Demasking the Torture of Julian Assange (English)

In 1948 the United Nations adopted the universal declaration of human rights.
Article 5: ‘No one shall be subjected to torture or to cruel, inhuman or degrading treatment or punishment’. The United Nations had promise back then as it succeeded the failed League of Nations in 1945,and the world just came out of World War II. In 1984 the United Nations Convention against Torture was adopted and ratified. Also in the UK, the US, Ecuador and Sweden.

published earlier on Café Weltschmerz:
the United Nations Rapporteur for torture, Nils Melzer, in 2019 reports that Julian Assange is being tortured in a concerted and prolonged defamation campaign by the UK, US, Sweden and Ecuador. In café Weltschmerz Rico Brouwer interviews Nils Melzer who's visited Assange in Belmarsh prison. He asks him how Assange is doing and what's up with the rule of law in our nations? Melzer: 'to me this is a real test for these countries, for the West. As to whether they take the legacy of the second world war and the human rights treaties that they have established and that guarantee fair trial, that guarantee freedom of the press, that guarantee the prohibition of torturable treatment. They established the United Nations and mandated people like me to observe these rights. If they don’t take these United Nations reports seriously, then it really puts into question the validity of the commitment of these states to human rights’. He continues: ‘If the US acted in good faith, they would have investigated the crimes that were exposed by WikiLeaks and prosecuted the torture and the murder and so on that was exposed, and the corruption. Nothing of that happened. But the Whistle-blower that leaked the information and the journalist that published, these were the people that were prosecuted’.

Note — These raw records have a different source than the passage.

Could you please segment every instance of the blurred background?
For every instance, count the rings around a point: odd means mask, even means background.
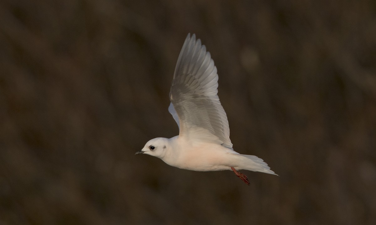
[[[237,152],[280,177],[134,155],[211,54]],[[0,224],[374,224],[376,2],[3,0]]]

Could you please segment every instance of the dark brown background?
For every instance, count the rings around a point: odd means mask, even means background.
[[[374,1],[4,0],[0,224],[374,224]],[[235,149],[280,175],[135,156],[178,134],[188,33]]]

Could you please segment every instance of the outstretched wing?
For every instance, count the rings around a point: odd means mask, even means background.
[[[176,63],[168,111],[180,136],[232,148],[227,117],[217,95],[218,80],[210,53],[194,34],[188,34]]]

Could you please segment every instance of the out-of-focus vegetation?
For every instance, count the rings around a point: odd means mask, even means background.
[[[280,177],[134,155],[178,134],[190,32],[235,149]],[[0,69],[1,224],[376,222],[374,1],[4,0]]]

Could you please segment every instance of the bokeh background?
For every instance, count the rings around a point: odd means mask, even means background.
[[[134,155],[188,33],[235,149],[280,176]],[[376,2],[3,0],[0,224],[374,224]]]

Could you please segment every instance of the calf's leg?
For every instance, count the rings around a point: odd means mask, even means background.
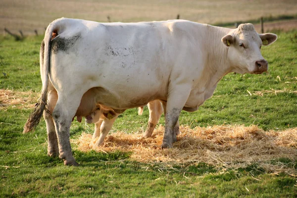
[[[116,116],[110,120],[106,118],[103,121],[100,126],[100,137],[99,137],[99,139],[94,145],[94,148],[99,147],[103,143],[104,139],[109,132],[109,131],[110,131],[110,129],[111,129],[112,125],[118,116],[118,114],[117,114]],[[96,123],[96,125],[97,124],[97,123]],[[97,126],[96,126],[96,127]]]

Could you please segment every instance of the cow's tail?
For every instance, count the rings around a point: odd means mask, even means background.
[[[41,97],[35,105],[34,110],[30,114],[27,122],[24,126],[23,133],[28,133],[34,130],[37,126],[42,116],[44,110],[47,110],[48,91],[49,86],[49,68],[50,66],[50,40],[52,35],[57,34],[57,25],[55,21],[49,25],[47,28],[45,38],[41,48],[40,71],[42,76],[42,90]],[[44,45],[44,46],[43,46]],[[42,50],[44,50],[43,51]],[[43,61],[42,61],[43,60]]]

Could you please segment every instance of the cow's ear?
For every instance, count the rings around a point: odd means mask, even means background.
[[[222,42],[227,47],[229,47],[233,43],[233,37],[230,34],[226,35],[222,38]]]
[[[262,44],[264,46],[269,46],[277,39],[277,36],[272,33],[260,34],[259,36],[262,40]]]

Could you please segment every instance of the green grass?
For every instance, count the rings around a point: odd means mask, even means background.
[[[265,130],[277,131],[297,127],[297,94],[290,92],[297,86],[297,31],[276,33],[277,42],[262,50],[269,63],[269,73],[226,76],[213,97],[198,111],[182,112],[180,124],[191,128],[255,124]],[[42,39],[32,37],[16,42],[0,37],[0,89],[33,91],[39,96]],[[272,89],[283,92],[276,95],[263,92]],[[262,91],[263,96],[253,94],[257,91]],[[20,104],[0,108],[0,197],[287,198],[297,195],[296,178],[284,173],[271,174],[256,163],[235,170],[203,163],[172,167],[162,162],[133,161],[131,152],[83,152],[73,147],[73,155],[80,166],[65,167],[59,158],[47,155],[44,121],[34,133],[21,133],[32,109]],[[141,116],[135,109],[128,109],[112,130],[144,131],[148,116],[147,108]],[[159,124],[164,124],[163,116]],[[94,129],[93,125],[74,121],[71,137],[77,138],[83,132],[92,133]],[[282,163],[295,169],[297,166],[296,159],[284,158],[269,163]]]

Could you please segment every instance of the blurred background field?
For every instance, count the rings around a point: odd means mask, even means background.
[[[266,24],[265,30],[297,27],[296,0],[1,0],[0,4],[0,28],[24,35],[35,30],[43,34],[61,17],[105,22],[109,16],[112,22],[128,22],[174,19],[179,14],[180,19],[233,26],[236,22],[257,23],[263,17],[266,21],[282,21]]]

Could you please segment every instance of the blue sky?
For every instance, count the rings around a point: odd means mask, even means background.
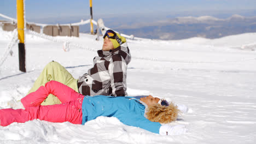
[[[26,0],[28,19],[86,16],[89,0]],[[256,11],[255,0],[93,0],[94,16],[129,14],[168,14],[185,11]],[[16,0],[0,0],[0,13],[16,17]],[[189,13],[188,13],[189,14]]]

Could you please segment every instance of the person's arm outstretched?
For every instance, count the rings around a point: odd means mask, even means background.
[[[112,96],[127,96],[127,64],[118,54],[113,55],[112,58],[109,65]]]

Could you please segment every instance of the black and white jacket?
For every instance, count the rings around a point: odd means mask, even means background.
[[[131,61],[128,47],[113,50],[98,50],[94,58],[94,67],[79,76],[79,92],[84,95],[127,96],[127,65]]]

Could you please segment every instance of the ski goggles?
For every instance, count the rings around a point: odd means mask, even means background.
[[[168,103],[167,100],[163,98],[158,101],[158,104],[161,106],[165,106],[166,107],[169,106],[169,103]]]
[[[103,39],[105,39],[106,37],[107,37],[109,39],[113,39],[117,40],[118,43],[121,45],[122,44],[122,40],[117,35],[117,33],[111,29],[109,29],[106,32],[105,34],[104,34]]]

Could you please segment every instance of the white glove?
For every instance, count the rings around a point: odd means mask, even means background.
[[[171,126],[168,125],[162,125],[159,129],[160,135],[177,135],[187,133],[188,129],[184,125],[176,125]]]

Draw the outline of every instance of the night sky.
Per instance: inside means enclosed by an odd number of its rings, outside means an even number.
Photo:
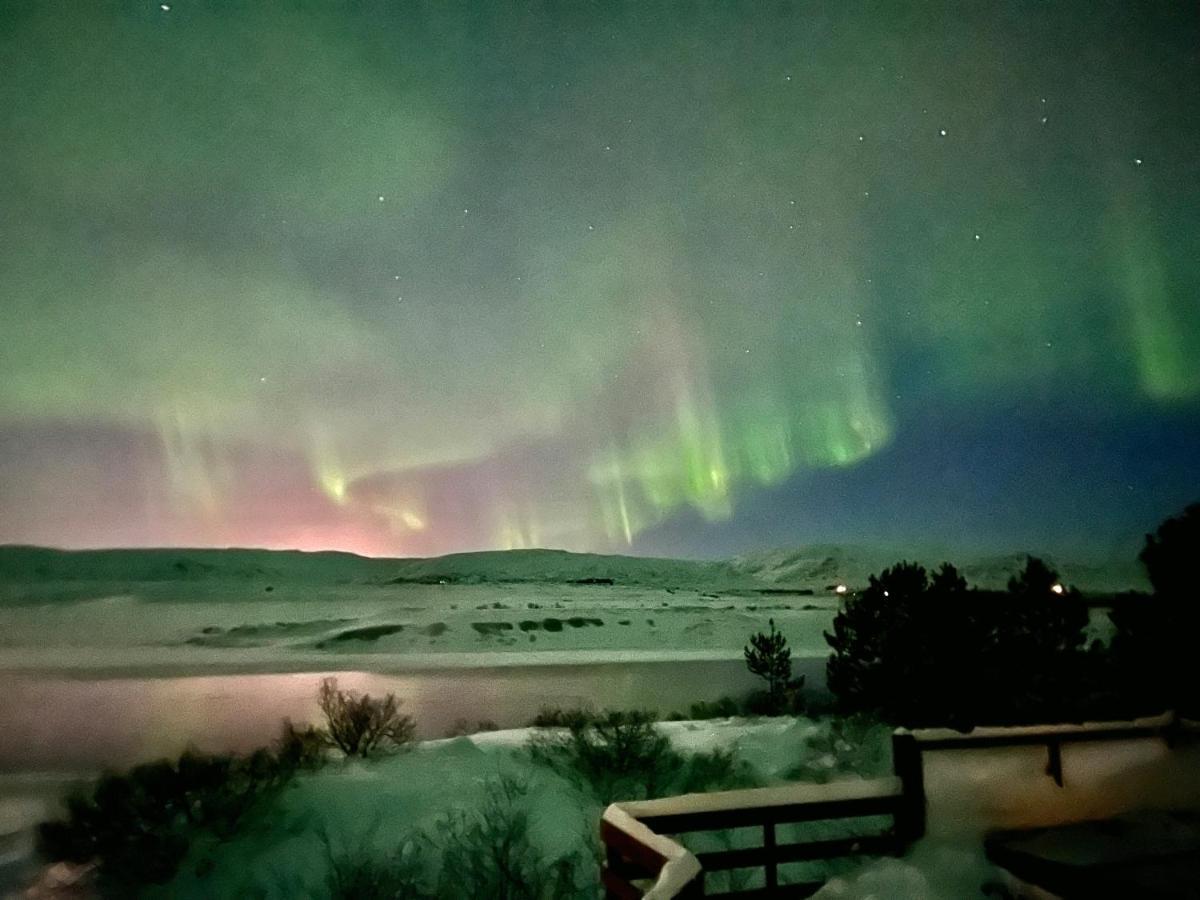
[[[0,542],[1104,556],[1194,2],[0,0]]]

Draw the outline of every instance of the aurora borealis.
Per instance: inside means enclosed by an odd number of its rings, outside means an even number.
[[[0,5],[0,542],[1104,552],[1194,4]]]

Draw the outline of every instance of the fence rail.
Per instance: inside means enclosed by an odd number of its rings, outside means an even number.
[[[610,900],[776,896],[780,894],[779,866],[784,863],[898,854],[924,835],[924,752],[1043,745],[1049,754],[1046,774],[1062,786],[1063,744],[1162,738],[1174,745],[1198,733],[1200,724],[1175,713],[1133,721],[976,728],[971,732],[899,728],[892,736],[895,774],[889,778],[719,791],[610,805],[600,822],[600,838],[606,850],[601,872],[604,888]],[[892,827],[832,840],[778,842],[779,824],[868,816],[890,816]],[[674,839],[679,834],[746,827],[762,828],[761,846],[694,854]],[[704,872],[749,868],[763,869],[763,888],[724,894],[704,892]],[[787,884],[786,893],[787,896],[806,896],[821,886],[820,882]]]

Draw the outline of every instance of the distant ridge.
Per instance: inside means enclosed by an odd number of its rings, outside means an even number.
[[[1001,588],[1025,563],[1025,553],[954,558],[974,587]],[[506,550],[451,553],[428,558],[360,557],[342,551],[296,550],[54,550],[0,546],[0,582],[164,582],[251,581],[312,584],[502,584],[560,583],[642,586],[710,590],[811,589],[835,584],[862,587],[868,576],[900,559],[926,566],[942,562],[930,553],[894,548],[811,545],[746,553],[732,559],[695,560],[572,553],[565,550]],[[1044,557],[1063,581],[1093,593],[1145,589],[1134,560],[1079,565]]]

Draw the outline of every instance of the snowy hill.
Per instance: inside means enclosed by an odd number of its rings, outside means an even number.
[[[859,587],[900,559],[938,564],[937,553],[884,547],[810,545],[748,553],[727,560],[512,550],[444,557],[386,559],[336,551],[272,550],[86,550],[0,546],[0,582],[196,582],[248,581],[293,584],[623,584],[718,590]],[[1021,569],[1024,553],[976,559],[950,557],[976,587],[1001,588]],[[1063,580],[1085,590],[1145,588],[1134,560],[1078,565],[1050,559]]]

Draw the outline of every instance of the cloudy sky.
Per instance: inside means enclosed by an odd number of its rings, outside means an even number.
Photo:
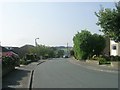
[[[98,33],[100,6],[115,8],[114,2],[6,2],[0,6],[0,42],[2,46],[38,44],[73,46],[77,31]]]

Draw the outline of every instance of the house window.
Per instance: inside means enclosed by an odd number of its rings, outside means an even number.
[[[117,48],[116,45],[112,45],[113,50],[116,50],[116,48]]]

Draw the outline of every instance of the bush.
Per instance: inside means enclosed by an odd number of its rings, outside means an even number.
[[[111,61],[120,61],[120,56],[110,56]]]
[[[2,56],[2,66],[18,66],[19,58],[15,56]]]
[[[107,61],[105,58],[99,58],[99,65],[102,65],[102,64],[111,64],[110,61]]]

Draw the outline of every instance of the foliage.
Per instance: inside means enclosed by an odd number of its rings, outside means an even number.
[[[110,56],[111,61],[120,61],[120,56]]]
[[[84,59],[92,57],[95,55],[100,55],[100,53],[105,48],[105,39],[103,36],[98,34],[91,34],[87,30],[82,30],[78,32],[74,38],[74,56],[76,59]]]
[[[2,66],[18,66],[19,58],[15,56],[2,56]]]
[[[101,31],[120,42],[120,2],[116,3],[115,9],[101,8],[95,15],[98,17],[97,25],[101,26]]]
[[[93,55],[99,56],[106,46],[105,38],[102,35],[93,34],[92,35],[92,49]]]
[[[53,58],[55,56],[55,50],[56,49],[53,47],[38,45],[37,47],[30,49],[30,53],[42,56],[43,58]]]
[[[58,57],[63,57],[63,55],[64,55],[64,50],[58,50],[57,55],[58,55]]]
[[[99,58],[99,65],[102,65],[102,64],[111,64],[111,63],[110,63],[110,61],[107,61],[105,58],[100,57]]]
[[[70,55],[74,56],[74,50],[70,50]]]

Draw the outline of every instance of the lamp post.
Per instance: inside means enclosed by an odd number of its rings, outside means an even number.
[[[35,46],[37,46],[37,39],[39,39],[39,38],[35,38]]]

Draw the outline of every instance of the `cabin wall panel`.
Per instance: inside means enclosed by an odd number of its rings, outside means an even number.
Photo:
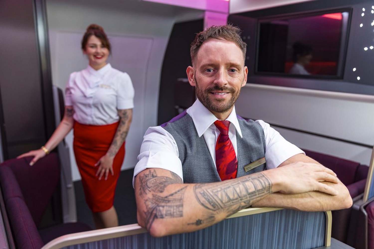
[[[261,9],[286,5],[313,0],[235,0],[230,1],[230,13],[238,13]]]
[[[247,84],[242,88],[235,105],[239,115],[355,142],[374,144],[374,116],[370,114],[374,110],[374,102],[261,89],[252,85]],[[370,149],[276,129],[286,139],[304,149],[369,164]]]

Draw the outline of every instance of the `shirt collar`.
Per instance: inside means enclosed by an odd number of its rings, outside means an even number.
[[[218,120],[214,115],[204,106],[199,99],[196,100],[193,105],[188,108],[188,114],[192,118],[199,137],[201,137],[206,130],[216,121]],[[234,125],[239,136],[240,137],[243,137],[242,131],[240,129],[239,122],[238,122],[237,117],[236,116],[234,106],[231,113],[226,120],[230,121]]]
[[[87,71],[88,71],[88,72],[92,74],[97,76],[102,77],[104,76],[104,75],[105,75],[107,72],[110,70],[110,69],[111,68],[112,66],[110,65],[110,63],[107,63],[107,65],[104,66],[102,67],[98,70],[95,70],[89,65],[88,66],[87,66]]]

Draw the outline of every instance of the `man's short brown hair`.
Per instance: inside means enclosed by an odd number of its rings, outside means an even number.
[[[212,26],[198,33],[191,44],[190,51],[192,63],[193,63],[193,60],[196,57],[200,47],[204,43],[210,39],[218,39],[232,41],[242,50],[243,57],[245,58],[247,44],[242,40],[240,36],[241,33],[242,31],[239,28],[230,24]]]

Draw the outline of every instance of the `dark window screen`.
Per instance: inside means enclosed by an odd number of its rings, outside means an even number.
[[[342,12],[261,21],[257,72],[341,77],[348,16]]]

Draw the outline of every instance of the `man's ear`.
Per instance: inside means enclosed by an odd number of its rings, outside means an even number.
[[[186,72],[187,73],[187,77],[188,78],[188,82],[193,87],[196,85],[196,82],[195,82],[195,70],[191,66],[188,66],[186,70]]]
[[[244,79],[243,80],[243,83],[242,83],[242,87],[245,85],[247,84],[247,77],[248,76],[248,68],[246,66],[244,67]]]

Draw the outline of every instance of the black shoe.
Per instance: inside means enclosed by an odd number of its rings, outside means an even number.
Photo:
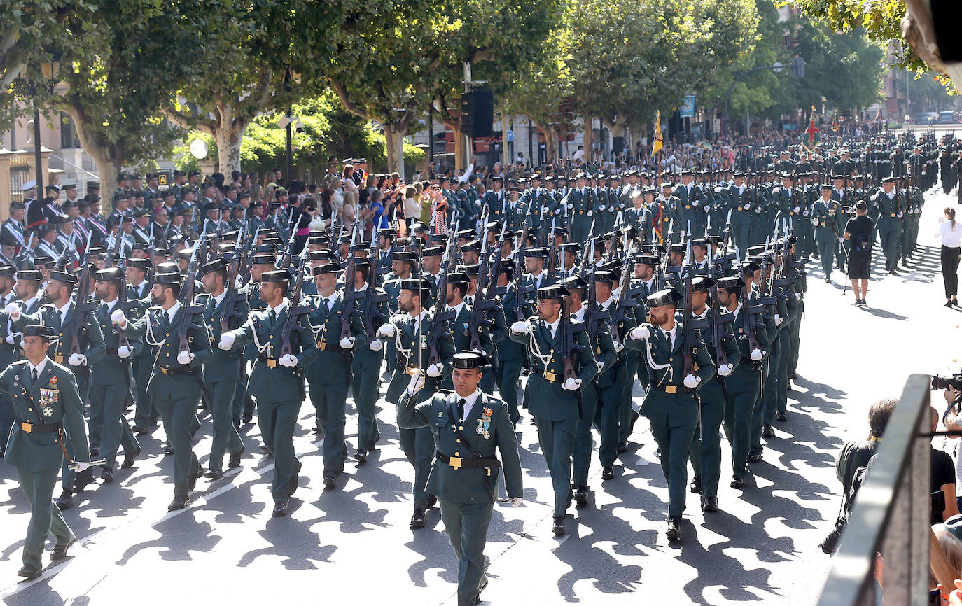
[[[134,452],[123,453],[123,463],[120,464],[120,468],[129,469],[132,467],[134,467],[134,460],[137,459],[141,452],[143,452],[143,448],[138,446],[137,450],[135,450]]]
[[[701,476],[700,475],[696,475],[696,476],[695,476],[695,477],[692,478],[692,484],[691,484],[691,486],[689,486],[688,490],[690,490],[691,492],[695,492],[696,494],[701,494]]]
[[[184,509],[190,504],[190,496],[175,496],[174,500],[170,501],[170,504],[167,505],[167,511],[173,512],[178,509]]]
[[[96,480],[93,479],[93,469],[88,467],[78,473],[73,479],[73,492],[74,493],[82,492],[88,484],[93,484]]]
[[[69,491],[63,491],[61,492],[61,495],[57,497],[57,500],[54,501],[54,505],[56,505],[57,509],[62,512],[66,511],[73,507],[73,495],[70,494]]]
[[[424,510],[416,509],[414,516],[411,517],[411,527],[412,528],[423,528],[424,524]]]
[[[243,446],[240,446],[240,451],[235,455],[231,455],[231,458],[227,461],[227,468],[233,469],[234,467],[240,467],[240,455],[246,450]]]
[[[679,522],[680,520],[675,519],[674,518],[668,518],[668,530],[665,531],[665,536],[667,536],[669,540],[681,540],[681,528],[679,528],[681,524]]]
[[[77,543],[76,539],[71,539],[70,543],[65,543],[62,545],[54,545],[54,552],[50,554],[51,560],[63,560],[66,557],[66,550],[70,548],[70,545]]]

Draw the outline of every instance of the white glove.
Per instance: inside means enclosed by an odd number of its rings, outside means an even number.
[[[392,338],[394,336],[394,325],[391,322],[381,324],[381,328],[377,329],[377,336],[381,339]]]
[[[408,395],[415,395],[418,391],[420,391],[422,387],[424,387],[424,375],[418,370],[411,375],[411,381],[408,383],[408,388],[404,390],[404,392]]]
[[[527,322],[522,322],[520,320],[518,320],[517,322],[511,325],[511,332],[515,333],[516,335],[527,334],[531,332],[531,327],[528,326]]]
[[[220,336],[220,342],[217,343],[218,349],[223,349],[224,351],[230,351],[234,347],[234,335],[230,333],[224,333]]]
[[[120,330],[127,330],[127,318],[120,310],[114,310],[111,314],[111,321],[117,325]]]
[[[648,339],[651,337],[651,332],[646,326],[638,326],[631,329],[631,332],[628,333],[628,337],[634,339],[635,341],[638,341],[639,339]]]
[[[574,391],[579,387],[581,387],[581,379],[569,379],[565,381],[565,384],[561,386],[561,389],[568,390],[569,391]]]

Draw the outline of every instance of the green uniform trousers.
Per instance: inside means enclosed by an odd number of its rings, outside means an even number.
[[[300,471],[300,461],[294,455],[294,429],[300,406],[300,400],[257,402],[261,438],[264,445],[274,455],[274,479],[270,483],[270,492],[275,503],[290,498],[289,485]]]
[[[234,427],[234,391],[236,379],[215,381],[207,384],[211,394],[211,419],[214,422],[214,438],[211,441],[211,459],[207,462],[212,471],[224,470],[224,453],[239,454],[243,448],[240,435]]]
[[[553,516],[564,516],[571,503],[571,456],[574,451],[574,432],[577,430],[578,419],[544,420],[535,417],[538,427],[538,443],[548,473],[551,474],[551,487],[554,490]]]
[[[494,509],[494,503],[441,501],[444,532],[458,558],[458,606],[474,606],[478,591],[487,582],[484,546]]]
[[[177,399],[154,398],[154,406],[161,414],[164,433],[174,449],[174,496],[188,496],[190,492],[188,478],[199,476],[200,463],[193,452],[190,430],[197,421],[197,396]]]
[[[57,485],[57,470],[20,471],[16,470],[20,489],[30,503],[30,525],[27,526],[27,540],[23,543],[23,564],[38,570],[43,569],[43,543],[47,535],[53,535],[57,544],[66,544],[74,540],[73,531],[63,521],[63,515],[54,505],[54,486]]]

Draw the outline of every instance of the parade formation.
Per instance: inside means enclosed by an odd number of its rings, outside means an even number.
[[[556,536],[592,505],[593,459],[603,491],[648,423],[664,530],[682,541],[689,495],[723,511],[720,484],[749,490],[751,464],[793,422],[800,325],[826,313],[806,310],[807,270],[846,282],[860,213],[886,271],[904,269],[924,193],[940,176],[948,192],[962,168],[953,136],[826,139],[424,174],[426,220],[405,218],[407,184],[390,175],[368,189],[384,202],[367,220],[326,213],[297,182],[177,171],[162,189],[156,174],[121,174],[106,216],[94,182],[43,196],[25,184],[0,228],[0,432],[31,507],[19,574],[41,574],[48,535],[50,559],[67,556],[61,511],[112,490],[158,422],[169,510],[191,504],[201,476],[252,460],[241,435],[256,422],[272,516],[286,516],[317,486],[300,486],[293,447],[305,402],[324,491],[342,486],[349,459],[364,482],[379,403],[396,406],[410,526],[440,504],[459,604],[488,585],[494,503],[522,502],[519,423],[537,429]],[[364,188],[361,163],[344,164]],[[194,448],[201,411],[209,453]]]

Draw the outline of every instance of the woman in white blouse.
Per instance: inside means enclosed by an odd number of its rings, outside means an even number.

‘Clearly it seems that they want to make an example of him, and to make sure that what he has been doing is not going to be imitated by others. Because somehow you can manage one WikiLeaks and one Julian Assange, but if you have ten thousand of these organisations and journalists popping up that use the internet so effectively to expose secret information, that obviously would no longer be manageable for these states and it could really change the way that world affairs are being conducted very fundamentally. And that’s what these states are afraid of’.

‘If we allow this precedent to be set, that states can do that, that they can prosecute journalists for exposing true information about crimes committed by Government officials, if that becomes a crime, and these officials are not prosecuted, then we really no longer have the rule of law’.